Federal Reserve officials, in their recent policy meeting minutes, indicated a potential pause in rate increases. They emphasized proceeding carefully and expected upcoming data to clarify the extent of a slowdown in inflation amid higher borrowing costs. Since their last meeting, no strong case has been made to raise rates at the upcoming meeting in December. Officials now see better-balanced risks between raising rates too much versus too little compared to earlier this year.

  • Officials raised the benchmark federal-funds rate in July to a 22-year high, responding to inflation concerns. The minutes noted a shift in the perceived risks and highlighted concerns of higher-than-expected inflation and lower-than-expected growth.
  • Economic projections in September suggested another rate increase this year, but recent data indicates a slowing economy. Market expectations predict the Fed holding rates steady through early 2024, with a nearly 60% chance of a rate cut in May.
  • Despite steady economic growth, job additions in October slowed, and wage growth and inflation have decreased. The minutes stressed the need for more evidence to be confident that inflation is on a path to the Fed's 2% target.
  • The Fed's pause in rate hikes, now around six months, aligns with positive economic data suggesting a 'soft landing.' However, officials, including Chair Jerome Powell, are cautious about declaring victory over inflation, recognizing past instances of unexpected reversals.
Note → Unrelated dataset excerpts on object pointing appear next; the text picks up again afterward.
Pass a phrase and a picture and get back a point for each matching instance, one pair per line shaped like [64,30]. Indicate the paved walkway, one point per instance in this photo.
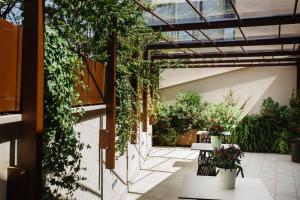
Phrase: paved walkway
[164,169]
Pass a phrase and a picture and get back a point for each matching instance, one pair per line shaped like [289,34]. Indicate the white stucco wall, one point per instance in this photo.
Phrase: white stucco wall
[115,181]
[255,83]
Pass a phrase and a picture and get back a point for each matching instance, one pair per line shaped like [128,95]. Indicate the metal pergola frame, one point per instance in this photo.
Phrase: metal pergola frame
[237,22]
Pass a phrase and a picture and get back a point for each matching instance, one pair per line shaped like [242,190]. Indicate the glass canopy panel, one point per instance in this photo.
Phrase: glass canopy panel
[231,49]
[246,58]
[223,34]
[177,36]
[288,47]
[261,31]
[262,48]
[175,11]
[151,20]
[290,29]
[261,8]
[216,9]
[206,50]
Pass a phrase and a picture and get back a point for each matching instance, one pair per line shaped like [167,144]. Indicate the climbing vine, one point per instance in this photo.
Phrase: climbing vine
[80,30]
[61,149]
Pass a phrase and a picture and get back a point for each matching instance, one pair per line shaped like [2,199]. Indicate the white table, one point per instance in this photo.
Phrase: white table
[205,187]
[205,150]
[207,146]
[198,133]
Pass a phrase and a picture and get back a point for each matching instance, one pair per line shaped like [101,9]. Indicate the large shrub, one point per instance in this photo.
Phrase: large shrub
[269,131]
[180,117]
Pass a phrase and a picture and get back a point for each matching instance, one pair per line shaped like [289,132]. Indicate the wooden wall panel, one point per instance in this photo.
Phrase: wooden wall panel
[10,66]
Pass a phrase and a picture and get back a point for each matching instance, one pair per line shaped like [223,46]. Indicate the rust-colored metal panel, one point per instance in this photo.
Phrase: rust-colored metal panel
[32,96]
[16,184]
[94,79]
[104,139]
[145,99]
[110,97]
[298,76]
[10,66]
[145,108]
[134,133]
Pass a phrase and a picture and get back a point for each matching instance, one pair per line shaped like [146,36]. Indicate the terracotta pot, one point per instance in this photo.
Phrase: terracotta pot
[152,119]
[187,138]
[295,152]
[226,178]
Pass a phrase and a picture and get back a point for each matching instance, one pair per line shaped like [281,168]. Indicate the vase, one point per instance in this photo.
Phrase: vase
[216,141]
[295,152]
[226,178]
[187,138]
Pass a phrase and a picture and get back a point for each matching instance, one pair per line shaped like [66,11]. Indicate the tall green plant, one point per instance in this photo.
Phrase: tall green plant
[61,143]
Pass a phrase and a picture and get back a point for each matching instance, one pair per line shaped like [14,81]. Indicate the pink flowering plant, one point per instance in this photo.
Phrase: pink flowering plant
[227,158]
[215,129]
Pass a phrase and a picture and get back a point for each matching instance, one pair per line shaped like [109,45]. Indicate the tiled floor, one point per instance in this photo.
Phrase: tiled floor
[164,169]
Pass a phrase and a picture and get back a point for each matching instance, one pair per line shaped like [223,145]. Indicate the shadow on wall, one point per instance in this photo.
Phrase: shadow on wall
[256,83]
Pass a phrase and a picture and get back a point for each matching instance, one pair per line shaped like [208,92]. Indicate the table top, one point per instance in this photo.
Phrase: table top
[207,146]
[226,133]
[205,187]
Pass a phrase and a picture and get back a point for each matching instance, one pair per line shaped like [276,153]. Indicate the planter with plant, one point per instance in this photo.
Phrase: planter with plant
[295,139]
[215,131]
[227,161]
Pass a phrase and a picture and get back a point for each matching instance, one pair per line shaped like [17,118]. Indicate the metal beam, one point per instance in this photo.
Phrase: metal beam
[145,99]
[298,76]
[32,98]
[230,23]
[224,43]
[194,62]
[236,65]
[110,98]
[197,11]
[228,54]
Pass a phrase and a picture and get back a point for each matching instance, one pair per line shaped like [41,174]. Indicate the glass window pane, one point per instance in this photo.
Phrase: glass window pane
[260,8]
[217,9]
[262,48]
[290,29]
[260,31]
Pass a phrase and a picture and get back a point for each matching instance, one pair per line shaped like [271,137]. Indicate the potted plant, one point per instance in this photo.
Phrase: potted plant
[215,131]
[295,148]
[295,140]
[226,161]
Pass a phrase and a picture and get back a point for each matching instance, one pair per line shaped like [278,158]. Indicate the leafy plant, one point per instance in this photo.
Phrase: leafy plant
[227,158]
[215,129]
[61,143]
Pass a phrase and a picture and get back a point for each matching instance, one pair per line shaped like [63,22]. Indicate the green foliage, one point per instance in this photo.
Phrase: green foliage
[61,148]
[227,158]
[180,117]
[295,99]
[270,131]
[252,134]
[227,112]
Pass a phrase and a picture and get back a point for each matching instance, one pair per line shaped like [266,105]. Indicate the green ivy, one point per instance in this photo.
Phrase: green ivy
[62,146]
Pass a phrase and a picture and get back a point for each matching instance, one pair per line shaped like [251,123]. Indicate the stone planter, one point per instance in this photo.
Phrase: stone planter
[226,178]
[152,120]
[216,141]
[295,152]
[187,138]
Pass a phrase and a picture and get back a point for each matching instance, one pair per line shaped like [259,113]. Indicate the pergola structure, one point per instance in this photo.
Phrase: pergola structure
[267,36]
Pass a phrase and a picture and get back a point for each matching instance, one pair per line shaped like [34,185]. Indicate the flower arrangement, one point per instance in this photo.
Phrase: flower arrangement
[227,158]
[215,129]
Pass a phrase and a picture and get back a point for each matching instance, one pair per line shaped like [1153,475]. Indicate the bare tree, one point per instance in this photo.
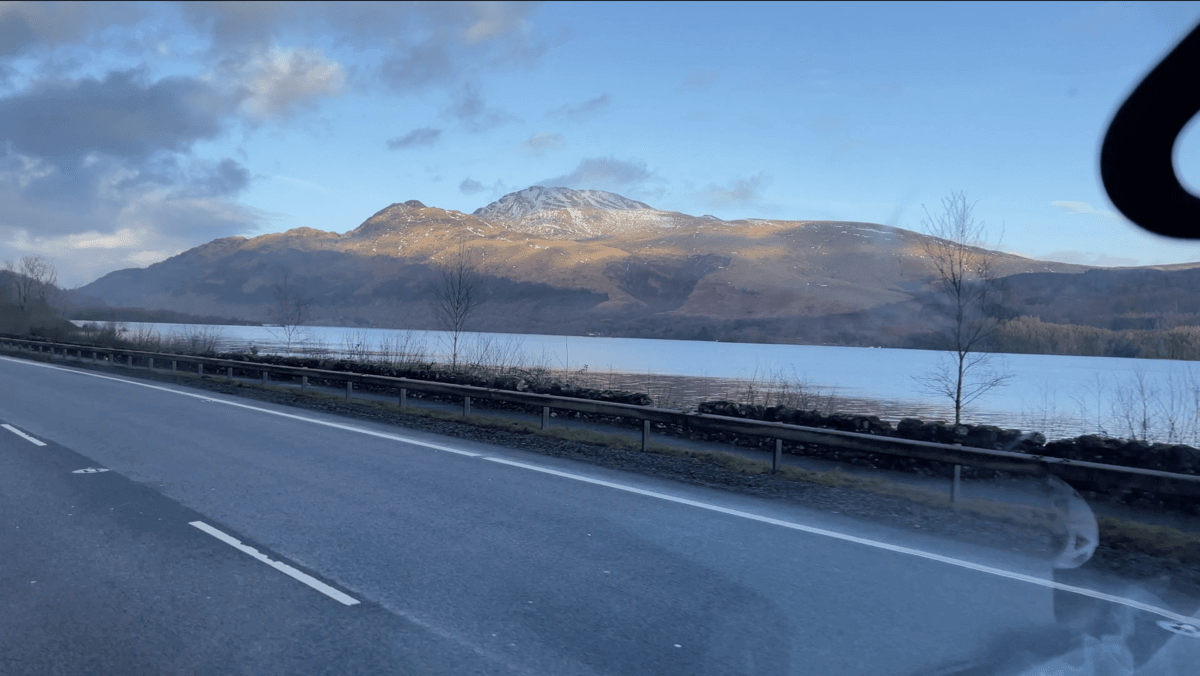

Some officials express optimism about achieving a 'golden path' landing, with inflation falling without significant job losses. Chicago Fed President Austan Goolsbee highlighted the possibility, provided external shocks remain manageable.

Home Sales Fall

Home sales hit a 13-year low in October due to soaring interest rates and home prices, severely impacting the housing market. Affordability is at record lows, dissuading many potential buyers. Economist forecasts predict that existing-home sales for 2023 will be the lowest since at least 2011. In October, existing-home sales, a significant housing market component, dropped 4.1% to a yearly rate of 3.79 million, the lowest since August 2010. This represents a 14.6% decrease from the previous year, maintaining a trend seen in recent months.

  • Despite low demand, the limited supply of homes for sale persists, contributing to rising home prices nationally. The median existing-home price in October reached $391,800, a 3.4% increase from the previous year and the highest for any October since 1999.
  • Mortgage rates reached two-decade highs in the fall, impacting decisions made in August and September, contributing to the decline in October sales. While rates have fallen since late October, potential buyers may wait until after the holiday season to resume their searches.
  • Buyers, facing limited options and budget revisions due to rising mortgage rates, are navigating a challenging market. The time homes spend on the market has increased from 21 to 23 days compared to the previous year.

Despite the challenges, some buyers have found opportunities in the market, taking advantage of lower listing prices and increased negotiation power. Cash purchases accounted for 29% of October's existing-home sales. Finally, home-builder confidence fell for the fourth consecutive month in November, reflecting ongoing challenges in the housing sector. This downward trend underscores the broader difficulties in the real estate market.